Initiate treatment via the Queensland Paediatric Sepsis Pathway and immediately contact paediatric critical care (onsite or via RSQ) for child in septic shock.
Paediatric septic shock presentations Shock with vasodilation |
---|
- Distributive shock with capillary leak, vasoconstriction and relative myocardial depression
- common in infants and young children
- Constricted peripheral systemic vasculature: cold peripheries and prolonged capillary refill time
- Tachycardia is usually present; relative bradycardia is a pre-terminal sign
- Blood pressure can be maintained until late
| - Distributive shock with vasoplegia, capillary leak and often, preservation of cardiac function.
- More common in older children (and adults)
- Characterised by vasoplegia, in which the systemic vascular resistance is low with low diastolic blood pressure: brisk capillary refill time (‘flash’ capillary refill) and pulses are usually felt to be full or bounding
- Tachycardia is usually present: relative bradycardia is a pre-terminal sign
- Pulse pressure is high, often due to a low diastolic blood pressure
- Progression to low cardiac output can occur anytime
|
Clinical findings consistent with insufficient end-organ perfusion:
- Mental status: progressive lethargy, drowsiness or obtundation. Alternatively, restlessness and/or agitation are often seen and can be mistaken for “a vigorous child” but reflects compromised cerebral perfusion due to shock. Infants tend to have irritability and/or apnoeas.
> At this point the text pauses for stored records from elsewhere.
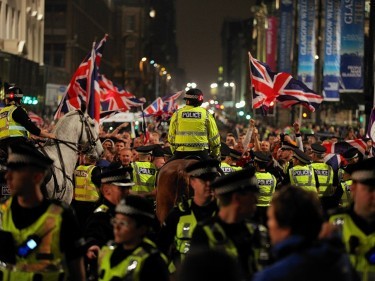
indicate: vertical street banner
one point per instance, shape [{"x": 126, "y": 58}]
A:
[
  {"x": 352, "y": 45},
  {"x": 271, "y": 42},
  {"x": 331, "y": 67},
  {"x": 306, "y": 46},
  {"x": 285, "y": 46}
]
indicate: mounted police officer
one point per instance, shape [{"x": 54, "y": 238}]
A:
[
  {"x": 144, "y": 172},
  {"x": 230, "y": 230},
  {"x": 193, "y": 130},
  {"x": 15, "y": 124},
  {"x": 39, "y": 239},
  {"x": 267, "y": 184},
  {"x": 132, "y": 256},
  {"x": 302, "y": 174},
  {"x": 176, "y": 231}
]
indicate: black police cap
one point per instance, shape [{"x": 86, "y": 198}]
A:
[
  {"x": 318, "y": 148},
  {"x": 21, "y": 155},
  {"x": 301, "y": 156},
  {"x": 238, "y": 181}
]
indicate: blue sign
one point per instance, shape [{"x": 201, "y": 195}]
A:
[
  {"x": 352, "y": 45},
  {"x": 285, "y": 36},
  {"x": 331, "y": 67}
]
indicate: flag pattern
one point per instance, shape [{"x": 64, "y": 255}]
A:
[
  {"x": 77, "y": 90},
  {"x": 371, "y": 126},
  {"x": 270, "y": 87}
]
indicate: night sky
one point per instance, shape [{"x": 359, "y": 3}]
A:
[{"x": 198, "y": 30}]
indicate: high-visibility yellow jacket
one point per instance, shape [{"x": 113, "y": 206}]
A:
[
  {"x": 194, "y": 129},
  {"x": 46, "y": 261},
  {"x": 85, "y": 190}
]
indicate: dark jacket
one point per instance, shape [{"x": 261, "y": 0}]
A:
[{"x": 295, "y": 259}]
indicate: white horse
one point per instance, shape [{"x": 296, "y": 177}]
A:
[{"x": 75, "y": 133}]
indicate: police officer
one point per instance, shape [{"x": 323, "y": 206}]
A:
[
  {"x": 144, "y": 173},
  {"x": 230, "y": 229},
  {"x": 193, "y": 130},
  {"x": 39, "y": 239},
  {"x": 133, "y": 256},
  {"x": 226, "y": 160},
  {"x": 114, "y": 185},
  {"x": 177, "y": 229},
  {"x": 357, "y": 224},
  {"x": 267, "y": 184},
  {"x": 15, "y": 124},
  {"x": 302, "y": 174},
  {"x": 86, "y": 193}
]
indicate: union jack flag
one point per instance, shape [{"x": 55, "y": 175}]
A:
[
  {"x": 371, "y": 126},
  {"x": 270, "y": 86},
  {"x": 77, "y": 90},
  {"x": 155, "y": 108}
]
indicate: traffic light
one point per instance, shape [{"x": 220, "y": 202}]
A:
[{"x": 29, "y": 100}]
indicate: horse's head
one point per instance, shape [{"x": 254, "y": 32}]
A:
[{"x": 89, "y": 141}]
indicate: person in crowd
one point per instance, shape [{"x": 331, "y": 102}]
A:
[
  {"x": 193, "y": 130},
  {"x": 230, "y": 230},
  {"x": 144, "y": 173},
  {"x": 294, "y": 221},
  {"x": 132, "y": 256},
  {"x": 108, "y": 143},
  {"x": 115, "y": 184},
  {"x": 302, "y": 174},
  {"x": 356, "y": 225},
  {"x": 15, "y": 124},
  {"x": 126, "y": 157},
  {"x": 36, "y": 237},
  {"x": 86, "y": 193},
  {"x": 267, "y": 184},
  {"x": 177, "y": 229},
  {"x": 158, "y": 158}
]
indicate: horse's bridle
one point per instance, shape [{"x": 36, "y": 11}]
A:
[{"x": 76, "y": 147}]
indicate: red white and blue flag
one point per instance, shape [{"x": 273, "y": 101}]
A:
[
  {"x": 155, "y": 108},
  {"x": 371, "y": 126},
  {"x": 79, "y": 88},
  {"x": 270, "y": 87}
]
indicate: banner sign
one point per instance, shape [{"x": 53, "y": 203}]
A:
[
  {"x": 285, "y": 36},
  {"x": 271, "y": 42},
  {"x": 352, "y": 45},
  {"x": 306, "y": 45},
  {"x": 331, "y": 67}
]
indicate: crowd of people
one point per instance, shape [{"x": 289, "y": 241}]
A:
[{"x": 265, "y": 206}]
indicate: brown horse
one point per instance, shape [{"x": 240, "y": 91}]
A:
[{"x": 172, "y": 186}]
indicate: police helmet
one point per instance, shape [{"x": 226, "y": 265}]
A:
[{"x": 195, "y": 95}]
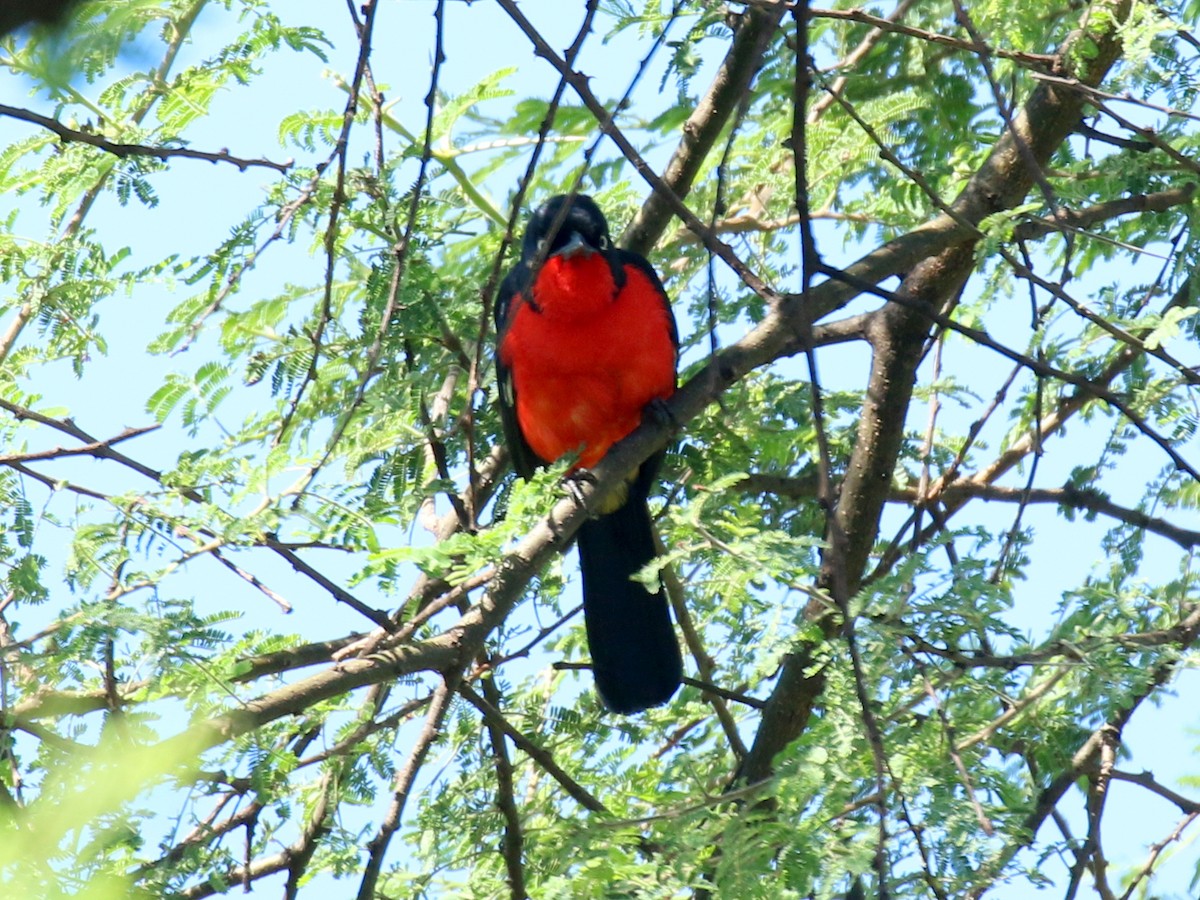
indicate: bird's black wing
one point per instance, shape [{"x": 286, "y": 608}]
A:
[{"x": 628, "y": 258}]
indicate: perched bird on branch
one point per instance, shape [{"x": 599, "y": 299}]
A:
[{"x": 586, "y": 342}]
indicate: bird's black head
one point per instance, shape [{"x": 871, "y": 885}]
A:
[{"x": 583, "y": 227}]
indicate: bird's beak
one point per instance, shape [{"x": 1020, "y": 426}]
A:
[{"x": 575, "y": 246}]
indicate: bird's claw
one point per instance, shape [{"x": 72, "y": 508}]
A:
[
  {"x": 574, "y": 481},
  {"x": 658, "y": 411}
]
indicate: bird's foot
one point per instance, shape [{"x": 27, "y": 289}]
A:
[
  {"x": 658, "y": 411},
  {"x": 574, "y": 481}
]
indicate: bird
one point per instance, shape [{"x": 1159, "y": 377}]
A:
[{"x": 586, "y": 343}]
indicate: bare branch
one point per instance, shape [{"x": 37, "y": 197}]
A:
[{"x": 127, "y": 150}]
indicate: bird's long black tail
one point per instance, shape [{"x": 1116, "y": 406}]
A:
[{"x": 635, "y": 654}]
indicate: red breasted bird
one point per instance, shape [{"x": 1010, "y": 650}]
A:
[{"x": 586, "y": 342}]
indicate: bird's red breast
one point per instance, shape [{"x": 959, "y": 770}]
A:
[{"x": 587, "y": 358}]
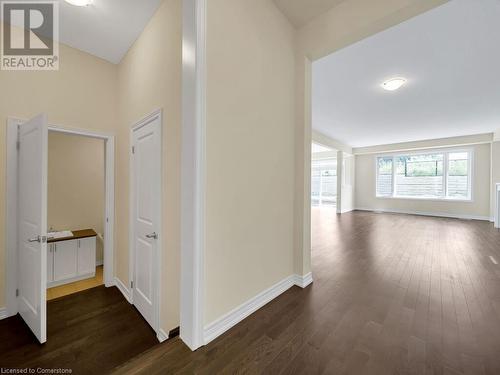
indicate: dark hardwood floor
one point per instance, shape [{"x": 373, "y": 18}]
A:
[
  {"x": 90, "y": 332},
  {"x": 392, "y": 294}
]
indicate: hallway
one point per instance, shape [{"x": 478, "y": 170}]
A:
[{"x": 392, "y": 294}]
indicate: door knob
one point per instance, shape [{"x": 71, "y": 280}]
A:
[{"x": 153, "y": 235}]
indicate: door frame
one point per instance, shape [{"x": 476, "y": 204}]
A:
[
  {"x": 11, "y": 208},
  {"x": 157, "y": 256}
]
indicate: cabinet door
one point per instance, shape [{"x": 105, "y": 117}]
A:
[
  {"x": 86, "y": 255},
  {"x": 50, "y": 262},
  {"x": 65, "y": 260}
]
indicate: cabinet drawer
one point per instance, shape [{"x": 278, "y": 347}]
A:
[{"x": 65, "y": 260}]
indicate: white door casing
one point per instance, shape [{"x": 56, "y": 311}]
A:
[
  {"x": 32, "y": 224},
  {"x": 146, "y": 217}
]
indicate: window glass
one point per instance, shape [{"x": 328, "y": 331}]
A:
[
  {"x": 420, "y": 176},
  {"x": 384, "y": 177}
]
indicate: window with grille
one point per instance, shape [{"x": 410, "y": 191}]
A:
[{"x": 436, "y": 175}]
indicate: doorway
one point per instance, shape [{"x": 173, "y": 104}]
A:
[
  {"x": 323, "y": 176},
  {"x": 27, "y": 159}
]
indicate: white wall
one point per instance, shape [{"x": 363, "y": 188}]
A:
[{"x": 365, "y": 194}]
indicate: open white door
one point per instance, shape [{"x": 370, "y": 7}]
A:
[
  {"x": 32, "y": 224},
  {"x": 146, "y": 216}
]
Parental concern for a change in behaviour can be an early warning sign.
- Skin: temperature gradient from core to extremities (note that either hyperthermia or hypothermia can be present), mottled colour, prolonged capillary refill time (more than 2 seconds but note that brisk capillary refill time can be seen), petechial or purpuric rash. Purpura fulminans is a widespread non-blanching purpuric rash classically seen in meningococcaemia but may also be associated with severe sepsis from Pneumococcus. A generalised erythematous rash is seen in toxic shock.
- Cardiovascular: tachycardia is usually one of the earliest signs. Mean arterial pressure (MAP) can be maintained and the pulse pressure typically is narrow (vasoconstriction to maintain MAP) but may be high (vasodilation). There may be evidence of cardiac failure (hepatomegaly, gallop rhythm and jugular venous distension) with myocardial depression. A classic pitfall in the recognition of shock is attributing difficulty in obtaining peripheral oxygen saturations and non-invasive blood pressure due to technical issues rather than recognising the presence of hypotension/hypoperfusion. Point of care testing of lactate and monitoring the trends in response to therapy (if abnormal) is also an important measure.
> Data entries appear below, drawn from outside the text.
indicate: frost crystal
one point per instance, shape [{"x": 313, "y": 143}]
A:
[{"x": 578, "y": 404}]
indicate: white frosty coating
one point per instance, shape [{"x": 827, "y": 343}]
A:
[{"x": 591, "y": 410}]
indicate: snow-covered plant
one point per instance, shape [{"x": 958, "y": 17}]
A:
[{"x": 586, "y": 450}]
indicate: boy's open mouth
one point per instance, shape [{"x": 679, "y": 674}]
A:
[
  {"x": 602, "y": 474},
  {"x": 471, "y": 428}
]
- Respiratory: rate is increased to compensate for metabolic acidosis including lactic acidosis (Kussmaul breathing) or if the respiratory system maybe the primary source of infection. Acute respiratory distress syndrome (ARDS) may develop with progressive worsening of respiratory distress (tachypnoea, increased work of breathing), hypoxia and focal chest signs (reduced breath sounds, inspiratory crepitations).
- Renal: reduced urine output.
Toxic Shock Syndrome
Toxic shock syndrome is a potentially life-threatening subset of paediatric sepsis, caused by superantigens from toxin-producing strains of Staphylococcus aureus or Streptococcal pyogenes.17 Symptoms may include high fever, vomiting, diarrhoea, myalgia, confusion, collapse and usually a widespread erythematous rash. It can occur in any patient. It is important to distinguish this entity as treatment requires the addition of further antibiotics (see AMS) and possibly IV immunoglobulin for their antitoxin properties.